One of the most challenging aspects of this project was the development and execution of a steel erection and rigging procedure to hoist massive columns, beams, and trusses inside a church without the assistance of a crane. The creation of an innovative material transportation system allowed the transport of hefty loads with no impact to the floor or assistance of overhead lifting. Rugo designed special steel sleds to accept the massive steel pieces outside and gently transport them through the narrow door opening and inside in the picking position, ready for lifting.
It was an incredible engineering achievement, which only displaced the Owner for one weekend for their church services over two years. Rugo’s skilled labor crews worked around the clock for four weeks to minimize the disruption of the church services.
Once the platform was complete, we built a custom-designed scaffold system along with two-manpower material hoists: one to the platform and the 2nd to access the upper levels of the dome. This entire scaffold structure was enclosed to protect visitors from construction dust and debris.
Our team carefully removed 20,000 sqft of original gypsum plaster to expose the Gustavino tile substructure. The new plaster installation was a critical point of this project as we needed to ensure it matched the exact curvature of the original gypsum plaster substrate.

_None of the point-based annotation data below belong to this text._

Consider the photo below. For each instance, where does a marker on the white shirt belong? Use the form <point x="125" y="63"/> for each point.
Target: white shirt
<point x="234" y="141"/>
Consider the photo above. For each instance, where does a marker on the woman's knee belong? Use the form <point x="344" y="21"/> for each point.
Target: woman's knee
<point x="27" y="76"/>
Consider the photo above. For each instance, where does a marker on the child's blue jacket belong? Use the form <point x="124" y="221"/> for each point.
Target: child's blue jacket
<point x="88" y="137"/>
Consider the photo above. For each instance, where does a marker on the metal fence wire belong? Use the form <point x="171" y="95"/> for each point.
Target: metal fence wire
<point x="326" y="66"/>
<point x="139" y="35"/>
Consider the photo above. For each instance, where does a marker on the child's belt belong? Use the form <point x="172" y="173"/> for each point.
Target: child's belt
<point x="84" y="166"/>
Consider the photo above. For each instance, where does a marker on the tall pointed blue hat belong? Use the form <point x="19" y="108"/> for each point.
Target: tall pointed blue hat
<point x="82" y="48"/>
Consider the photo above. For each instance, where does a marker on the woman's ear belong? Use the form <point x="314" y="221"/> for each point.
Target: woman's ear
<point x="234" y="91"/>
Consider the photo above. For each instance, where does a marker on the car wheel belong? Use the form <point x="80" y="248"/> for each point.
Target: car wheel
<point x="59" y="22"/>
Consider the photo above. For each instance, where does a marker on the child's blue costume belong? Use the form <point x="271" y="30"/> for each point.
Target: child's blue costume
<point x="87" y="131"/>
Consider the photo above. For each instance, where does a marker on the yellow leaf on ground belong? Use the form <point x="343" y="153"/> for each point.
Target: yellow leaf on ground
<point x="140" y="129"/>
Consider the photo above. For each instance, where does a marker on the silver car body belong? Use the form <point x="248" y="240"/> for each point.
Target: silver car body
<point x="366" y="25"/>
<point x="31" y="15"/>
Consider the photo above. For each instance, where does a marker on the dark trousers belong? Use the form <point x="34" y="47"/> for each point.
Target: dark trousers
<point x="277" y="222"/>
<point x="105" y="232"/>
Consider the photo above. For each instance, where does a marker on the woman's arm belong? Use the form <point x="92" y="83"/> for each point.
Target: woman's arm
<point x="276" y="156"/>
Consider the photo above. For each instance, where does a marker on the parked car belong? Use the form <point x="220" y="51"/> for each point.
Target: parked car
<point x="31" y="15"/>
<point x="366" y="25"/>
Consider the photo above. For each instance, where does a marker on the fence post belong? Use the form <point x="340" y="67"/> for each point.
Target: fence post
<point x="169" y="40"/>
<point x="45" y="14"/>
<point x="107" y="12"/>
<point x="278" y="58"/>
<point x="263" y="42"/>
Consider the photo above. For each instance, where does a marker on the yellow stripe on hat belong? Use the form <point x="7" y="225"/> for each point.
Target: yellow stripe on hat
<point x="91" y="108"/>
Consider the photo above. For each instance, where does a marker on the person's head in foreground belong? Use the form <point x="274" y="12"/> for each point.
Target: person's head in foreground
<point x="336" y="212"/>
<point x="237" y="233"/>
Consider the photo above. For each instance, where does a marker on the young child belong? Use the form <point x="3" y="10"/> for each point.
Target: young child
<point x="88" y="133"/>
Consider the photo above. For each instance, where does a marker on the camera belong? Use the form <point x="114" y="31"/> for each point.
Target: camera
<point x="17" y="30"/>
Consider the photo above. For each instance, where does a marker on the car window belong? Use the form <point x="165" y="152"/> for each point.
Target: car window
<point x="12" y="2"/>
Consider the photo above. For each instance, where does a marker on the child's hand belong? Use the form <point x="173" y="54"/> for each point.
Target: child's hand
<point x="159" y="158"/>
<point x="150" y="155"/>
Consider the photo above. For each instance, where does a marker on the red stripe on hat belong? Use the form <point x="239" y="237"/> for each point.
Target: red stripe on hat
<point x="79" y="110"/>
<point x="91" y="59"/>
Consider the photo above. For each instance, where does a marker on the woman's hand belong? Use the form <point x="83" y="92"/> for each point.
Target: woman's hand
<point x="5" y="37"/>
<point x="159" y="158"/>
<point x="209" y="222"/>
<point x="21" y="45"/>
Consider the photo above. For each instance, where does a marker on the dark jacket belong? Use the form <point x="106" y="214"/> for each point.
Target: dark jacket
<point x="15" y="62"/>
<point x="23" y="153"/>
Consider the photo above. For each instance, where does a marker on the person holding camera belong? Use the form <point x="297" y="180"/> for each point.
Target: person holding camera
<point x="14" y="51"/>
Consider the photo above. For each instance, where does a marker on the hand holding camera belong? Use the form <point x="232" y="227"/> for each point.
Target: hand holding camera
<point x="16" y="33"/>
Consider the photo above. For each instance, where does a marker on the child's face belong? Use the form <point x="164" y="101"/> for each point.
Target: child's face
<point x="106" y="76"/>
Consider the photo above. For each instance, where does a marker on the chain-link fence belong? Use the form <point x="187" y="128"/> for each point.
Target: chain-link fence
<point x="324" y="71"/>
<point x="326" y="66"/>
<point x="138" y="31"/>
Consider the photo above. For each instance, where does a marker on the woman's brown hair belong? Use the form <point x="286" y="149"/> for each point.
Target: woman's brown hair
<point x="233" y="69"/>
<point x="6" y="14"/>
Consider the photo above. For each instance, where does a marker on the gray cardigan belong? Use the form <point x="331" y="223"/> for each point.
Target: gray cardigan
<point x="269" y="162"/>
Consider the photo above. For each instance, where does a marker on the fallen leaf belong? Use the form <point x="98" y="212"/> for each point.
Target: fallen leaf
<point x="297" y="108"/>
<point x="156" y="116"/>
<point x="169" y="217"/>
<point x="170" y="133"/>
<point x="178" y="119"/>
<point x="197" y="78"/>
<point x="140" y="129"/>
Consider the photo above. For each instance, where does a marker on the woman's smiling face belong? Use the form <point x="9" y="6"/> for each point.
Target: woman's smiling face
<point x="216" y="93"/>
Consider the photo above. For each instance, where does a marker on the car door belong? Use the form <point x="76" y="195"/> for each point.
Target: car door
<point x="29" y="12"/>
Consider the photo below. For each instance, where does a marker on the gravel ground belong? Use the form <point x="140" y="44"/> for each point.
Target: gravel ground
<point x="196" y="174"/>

Once the plaster had cured, it was ready to receive the mosaic, the installation of which took six months of continuous work. The mosaic material was produced and assembled in Italy in half the initially estimated time.
The four large brick arches were clad with a custom end-matched series of Roman travertine, mounted on custom aluminum honeycomb panels; all mounted to a secondary aluminum framing system.
The dismantling of the scaffold and platform was completed six weeks ahead of schedule. The mosaic work was completed and dedicated on schedule on December 8, 2017.
This totality of this project included structural steel, concrete, highly complex rigging, and engineering in an Owner-occupied space. The platform and scaffold systems were specially designed to allow access for the installation of 20,000 sqft of new Venetian glass mural mosaic, and 8,000 sqft of new Roman travertine cladding.
This project is a once in a century opportunity, and it is deserving of recognition for the superb level of quality in the ancient art of glass mosaic. The mosaic has been applauded by the Owner and pilgrims who visit the Shrine. It was a Grand Prize Winner at the 2018 Coverings Convention.